For the first time in millennia, most of us don’t know where we will be buried, assuming we will be buried at all. The likelihood that it will be among our progenitors becomes increasingly remote. From a historical or sociological point of view this is astounding. Uncertainty as to one’ posthumous abode would have been unthinkable to the vast majority of people a few generations ago.
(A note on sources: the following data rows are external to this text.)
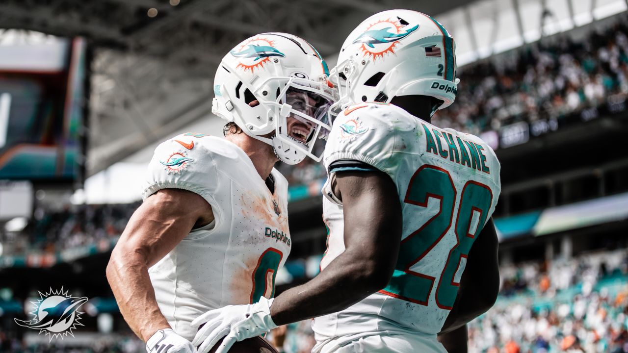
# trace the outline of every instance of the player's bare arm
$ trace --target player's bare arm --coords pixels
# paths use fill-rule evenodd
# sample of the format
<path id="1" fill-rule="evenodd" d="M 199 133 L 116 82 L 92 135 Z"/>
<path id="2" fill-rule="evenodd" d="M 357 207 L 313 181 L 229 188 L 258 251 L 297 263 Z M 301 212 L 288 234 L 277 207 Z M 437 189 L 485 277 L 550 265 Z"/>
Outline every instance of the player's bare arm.
<path id="1" fill-rule="evenodd" d="M 161 190 L 133 214 L 111 254 L 107 278 L 124 319 L 145 342 L 170 326 L 155 300 L 148 268 L 191 229 L 214 219 L 200 195 L 178 189 Z"/>
<path id="2" fill-rule="evenodd" d="M 390 176 L 340 172 L 334 193 L 343 203 L 346 249 L 313 280 L 275 299 L 271 315 L 277 325 L 346 308 L 385 287 L 392 276 L 401 210 Z"/>
<path id="3" fill-rule="evenodd" d="M 440 335 L 466 325 L 495 303 L 499 291 L 498 245 L 491 218 L 471 247 L 455 303 Z"/>
<path id="4" fill-rule="evenodd" d="M 468 350 L 468 336 L 467 325 L 438 335 L 438 341 L 443 344 L 447 353 L 467 353 Z"/>
<path id="5" fill-rule="evenodd" d="M 232 305 L 201 315 L 192 344 L 207 352 L 224 335 L 217 352 L 234 342 L 290 322 L 336 312 L 385 287 L 397 262 L 402 217 L 396 187 L 381 171 L 337 173 L 334 192 L 342 200 L 345 251 L 307 283 L 271 301 Z M 386 207 L 384 207 L 386 205 Z"/>

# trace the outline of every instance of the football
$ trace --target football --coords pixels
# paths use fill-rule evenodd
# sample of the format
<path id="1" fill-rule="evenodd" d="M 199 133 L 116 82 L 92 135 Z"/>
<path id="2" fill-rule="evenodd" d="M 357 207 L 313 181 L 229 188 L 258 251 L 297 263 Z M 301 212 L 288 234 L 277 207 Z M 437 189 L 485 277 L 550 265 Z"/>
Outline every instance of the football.
<path id="1" fill-rule="evenodd" d="M 212 348 L 210 353 L 214 353 L 222 343 L 222 340 Z M 237 342 L 229 349 L 229 353 L 279 353 L 273 345 L 261 336 L 256 336 L 243 341 Z"/>

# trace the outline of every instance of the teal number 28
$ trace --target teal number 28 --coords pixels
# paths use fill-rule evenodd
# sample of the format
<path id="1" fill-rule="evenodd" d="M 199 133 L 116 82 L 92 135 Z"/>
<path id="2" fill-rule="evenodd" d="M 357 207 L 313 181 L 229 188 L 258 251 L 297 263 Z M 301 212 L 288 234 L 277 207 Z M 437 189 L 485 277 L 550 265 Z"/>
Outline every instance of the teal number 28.
<path id="1" fill-rule="evenodd" d="M 274 279 L 282 258 L 283 253 L 274 247 L 269 247 L 259 256 L 257 266 L 253 270 L 253 275 L 251 276 L 253 281 L 253 288 L 251 291 L 251 304 L 259 301 L 259 298 L 266 294 L 266 288 L 268 288 L 269 273 L 273 274 L 270 297 L 274 296 Z"/>
<path id="2" fill-rule="evenodd" d="M 421 166 L 410 179 L 404 202 L 427 207 L 430 198 L 440 200 L 438 212 L 421 228 L 401 241 L 399 257 L 392 278 L 380 293 L 427 305 L 436 281 L 435 277 L 411 271 L 447 234 L 455 222 L 457 244 L 449 255 L 436 290 L 436 303 L 439 308 L 451 310 L 458 294 L 460 283 L 454 276 L 463 258 L 467 258 L 471 246 L 482 231 L 492 202 L 490 188 L 480 183 L 469 181 L 462 188 L 458 214 L 454 219 L 458 196 L 452 176 L 447 170 L 433 165 Z M 479 214 L 477 227 L 470 234 L 474 213 Z"/>

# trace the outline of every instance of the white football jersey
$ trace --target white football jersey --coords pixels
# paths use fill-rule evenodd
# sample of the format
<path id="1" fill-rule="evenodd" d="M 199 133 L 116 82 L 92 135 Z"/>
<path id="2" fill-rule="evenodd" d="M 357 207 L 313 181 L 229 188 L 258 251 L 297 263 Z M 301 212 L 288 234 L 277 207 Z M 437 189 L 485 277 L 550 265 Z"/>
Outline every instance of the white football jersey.
<path id="1" fill-rule="evenodd" d="M 365 103 L 349 107 L 333 123 L 325 168 L 342 160 L 370 165 L 394 182 L 403 214 L 402 240 L 386 288 L 315 319 L 319 347 L 387 332 L 435 339 L 455 300 L 471 246 L 497 202 L 500 166 L 494 152 L 476 136 L 436 128 L 395 106 Z M 330 182 L 335 171 L 347 168 L 332 168 L 323 190 L 329 230 L 323 269 L 345 250 L 342 205 Z"/>
<path id="2" fill-rule="evenodd" d="M 190 323 L 212 309 L 274 295 L 290 252 L 288 182 L 273 169 L 271 193 L 249 156 L 224 139 L 179 135 L 159 145 L 143 197 L 163 188 L 203 197 L 214 220 L 193 229 L 149 269 L 157 303 L 172 329 L 192 340 Z"/>

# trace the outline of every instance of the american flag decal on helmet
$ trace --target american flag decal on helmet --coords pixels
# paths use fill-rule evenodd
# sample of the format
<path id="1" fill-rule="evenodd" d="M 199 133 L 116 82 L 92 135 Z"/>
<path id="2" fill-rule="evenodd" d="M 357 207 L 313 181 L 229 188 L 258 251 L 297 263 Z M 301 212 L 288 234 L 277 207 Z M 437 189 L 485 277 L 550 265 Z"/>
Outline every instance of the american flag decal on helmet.
<path id="1" fill-rule="evenodd" d="M 441 57 L 440 48 L 437 46 L 426 46 L 425 56 L 440 58 Z"/>

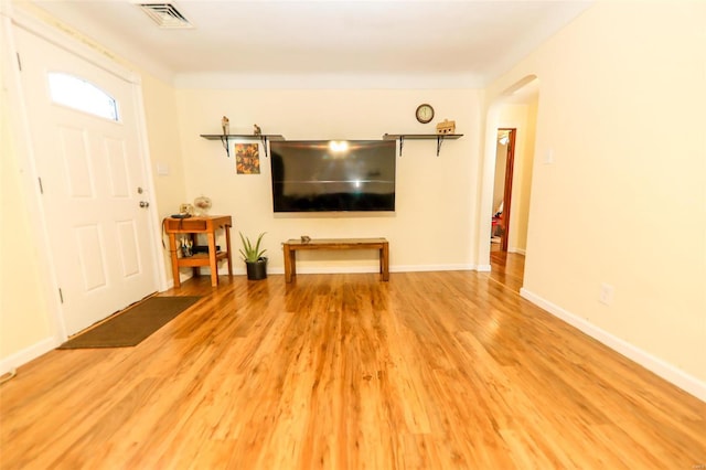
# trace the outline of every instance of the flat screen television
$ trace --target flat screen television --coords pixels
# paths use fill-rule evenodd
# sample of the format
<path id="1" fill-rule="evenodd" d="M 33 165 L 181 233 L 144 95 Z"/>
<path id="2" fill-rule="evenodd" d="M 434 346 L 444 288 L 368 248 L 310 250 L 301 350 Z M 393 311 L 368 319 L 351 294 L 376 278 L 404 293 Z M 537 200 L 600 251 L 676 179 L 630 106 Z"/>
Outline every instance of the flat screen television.
<path id="1" fill-rule="evenodd" d="M 394 211 L 394 140 L 270 142 L 275 212 Z"/>

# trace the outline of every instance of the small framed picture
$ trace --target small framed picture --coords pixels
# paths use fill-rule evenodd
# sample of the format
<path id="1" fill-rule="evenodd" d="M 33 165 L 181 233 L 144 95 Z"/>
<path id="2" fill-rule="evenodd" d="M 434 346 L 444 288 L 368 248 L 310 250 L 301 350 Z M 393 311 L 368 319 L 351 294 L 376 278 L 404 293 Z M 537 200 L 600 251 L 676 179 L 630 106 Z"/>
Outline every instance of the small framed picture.
<path id="1" fill-rule="evenodd" d="M 260 174 L 260 143 L 235 142 L 235 170 L 237 174 Z"/>

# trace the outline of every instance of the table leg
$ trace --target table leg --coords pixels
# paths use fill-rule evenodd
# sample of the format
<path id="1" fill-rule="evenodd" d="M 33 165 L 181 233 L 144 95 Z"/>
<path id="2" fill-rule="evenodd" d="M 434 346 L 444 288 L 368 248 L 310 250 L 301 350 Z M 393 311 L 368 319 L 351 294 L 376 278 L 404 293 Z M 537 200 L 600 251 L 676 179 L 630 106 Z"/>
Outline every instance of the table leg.
<path id="1" fill-rule="evenodd" d="M 295 250 L 290 249 L 289 244 L 284 244 L 282 249 L 285 250 L 285 282 L 291 282 L 291 277 L 296 274 L 296 263 L 297 259 L 295 256 Z"/>
<path id="2" fill-rule="evenodd" d="M 228 276 L 233 277 L 233 258 L 231 256 L 231 225 L 225 226 L 225 249 L 228 252 Z"/>
<path id="3" fill-rule="evenodd" d="M 208 266 L 211 266 L 211 286 L 218 286 L 218 263 L 216 261 L 216 233 L 208 232 Z"/>
<path id="4" fill-rule="evenodd" d="M 169 234 L 169 253 L 172 256 L 172 276 L 174 277 L 174 287 L 181 287 L 181 281 L 179 279 L 179 257 L 176 256 L 176 235 L 173 233 Z"/>
<path id="5" fill-rule="evenodd" d="M 379 250 L 379 268 L 383 280 L 389 280 L 389 244 L 385 242 Z"/>

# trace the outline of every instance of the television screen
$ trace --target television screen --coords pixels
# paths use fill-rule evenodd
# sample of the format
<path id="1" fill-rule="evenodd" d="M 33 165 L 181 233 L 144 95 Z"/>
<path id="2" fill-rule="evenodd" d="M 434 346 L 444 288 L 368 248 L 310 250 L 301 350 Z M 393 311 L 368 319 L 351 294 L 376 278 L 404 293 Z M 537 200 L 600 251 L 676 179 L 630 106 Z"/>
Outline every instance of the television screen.
<path id="1" fill-rule="evenodd" d="M 395 143 L 270 142 L 275 212 L 394 211 Z"/>

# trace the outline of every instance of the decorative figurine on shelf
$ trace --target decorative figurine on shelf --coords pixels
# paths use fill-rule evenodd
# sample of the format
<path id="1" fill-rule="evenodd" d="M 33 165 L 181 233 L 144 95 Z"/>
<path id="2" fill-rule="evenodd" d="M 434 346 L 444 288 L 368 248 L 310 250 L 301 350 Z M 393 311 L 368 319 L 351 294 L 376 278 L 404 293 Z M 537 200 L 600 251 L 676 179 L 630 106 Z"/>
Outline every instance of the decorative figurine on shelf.
<path id="1" fill-rule="evenodd" d="M 225 116 L 223 116 L 223 119 L 221 119 L 221 128 L 223 128 L 224 136 L 227 136 L 228 133 L 231 133 L 231 121 Z"/>
<path id="2" fill-rule="evenodd" d="M 200 196 L 194 200 L 194 211 L 199 216 L 208 215 L 212 205 L 211 197 Z"/>
<path id="3" fill-rule="evenodd" d="M 454 133 L 456 121 L 443 119 L 443 122 L 437 124 L 437 133 Z"/>

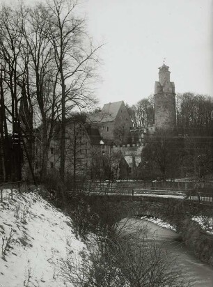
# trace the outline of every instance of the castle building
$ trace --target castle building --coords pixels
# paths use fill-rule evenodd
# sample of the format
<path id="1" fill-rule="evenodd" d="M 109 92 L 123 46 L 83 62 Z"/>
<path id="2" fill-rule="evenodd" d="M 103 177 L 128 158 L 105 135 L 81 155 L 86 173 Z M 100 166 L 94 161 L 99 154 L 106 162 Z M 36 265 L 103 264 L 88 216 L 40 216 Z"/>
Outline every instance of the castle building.
<path id="1" fill-rule="evenodd" d="M 123 101 L 104 104 L 103 109 L 87 118 L 94 128 L 97 128 L 107 144 L 127 144 L 130 139 L 132 122 Z"/>
<path id="2" fill-rule="evenodd" d="M 155 85 L 155 129 L 173 130 L 176 127 L 175 84 L 170 82 L 169 67 L 159 67 L 159 82 Z"/>
<path id="3" fill-rule="evenodd" d="M 102 110 L 89 115 L 86 123 L 72 119 L 68 121 L 68 178 L 106 179 L 109 169 L 116 171 L 116 178 L 135 178 L 141 162 L 145 139 L 152 137 L 157 129 L 171 130 L 176 126 L 175 84 L 170 82 L 168 68 L 164 63 L 159 68 L 159 82 L 155 84 L 153 125 L 133 128 L 123 101 L 104 104 Z M 59 170 L 61 133 L 55 130 L 48 156 L 48 168 Z"/>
Yeah, why don’t we think there is an afterlife? Why aren’t we carefully buried with our most precious belongings and implements we need in the next world, for the next life. What the heck? People for most of the past 300,000 years thought it important. Who the heck are we to buck the trend over the last, what, century? Now I’m worried. Actually, I was worried about that ten years ago. I had this sudden, and I though irrational but maybe not so, thought that in cremating my late husband I gave him no ability to pass on to something else, to regenerate, reincarnate, or whatever. I suppose religion can assist there if you believe in the soul since that is what would move on and I don’t think that gets burned. But I don’t strictly “believe” in any of that. Yet, something deep inside me really called out back then.
Of course, there are still religions and cultures who do subscribe to some form of burial and/or afterlife. Perhaps it is when we relegate these thoughts to myth that we turn away from burial because, instead of a passage, we can so easily imagine it as a smothering experience. Do we see the essence of the fire in cremation as more of a release, and one that requires air, whereas underground there may be no breathing? There are cultures that believe in funeral pyres rather than burial.
So, I didn’t know that this book was going to include so much about death, and it probably will move on as I get into it. However, I had a cat euthanized yesterday. He was dear to me for 15 years and the last pet that Jeff and I owned together. AND… in a few short weeks I’ll come upon the date marking the 10th year after his death. Oh well, perhaps it is the best time to be delving into burial, the wonders of deep time, and all these feelings that bubble up out of nowhere when the words speak of what, to me, are unspeakable journeys underground. Why not combine the senses and let them wash over me?
The one section that made me stop and reflect is where the passage is so small that he wants to evaporate so he can move through like a gas instead of a bone bag. Even when he and his caving companion reach a solid space, he notes that they don’t speak because,
“Language is crushed. We are anyway too busily engaged building structures within ourselves that might house our spirits, for the pressure here is immense, a weight of rock and time bearing down upon us from every direction with an intensity I have never experience before, turns us fast to stone. It is a fascinating and terrible place, and not one that can be borne for long.”
Boy howdy is that the truth. Do those words grasp you as they did me? Of course, there is more context as he describes this underground place they are moving through, all of which I am not able to imagine and don’t really want to. I could not bear it and I’m simply reading it. Had to stop and write this. And then reading it again to share, it pressed on me some more. I took, am taking, shallower breaths and my rational brain is not liking the lizard brain controlling things. I can almost feel the relief as they move through the swallet, what a cool word, and into the above ground air where he describes growing bones again, and the world teaming with sights, sounds, and colors.
I may have to purchase a copy of this book as I may not make it through in the allotted time if I have to stop, breathe, and go outside every so often. I’ve mentioned in prior essays that I enjoy books about specific things and phenomena. This looks as if it will join the ranks of those that have gone before. Although I am still not far into the reading (9%), given the praise that was heaped upon this widely in 2019, I imagine it will continue to amaze and confound me. Confound, because I did not expect to be pulled underground by words. Yes indeed, there is pressure in being underground, if only in my mind.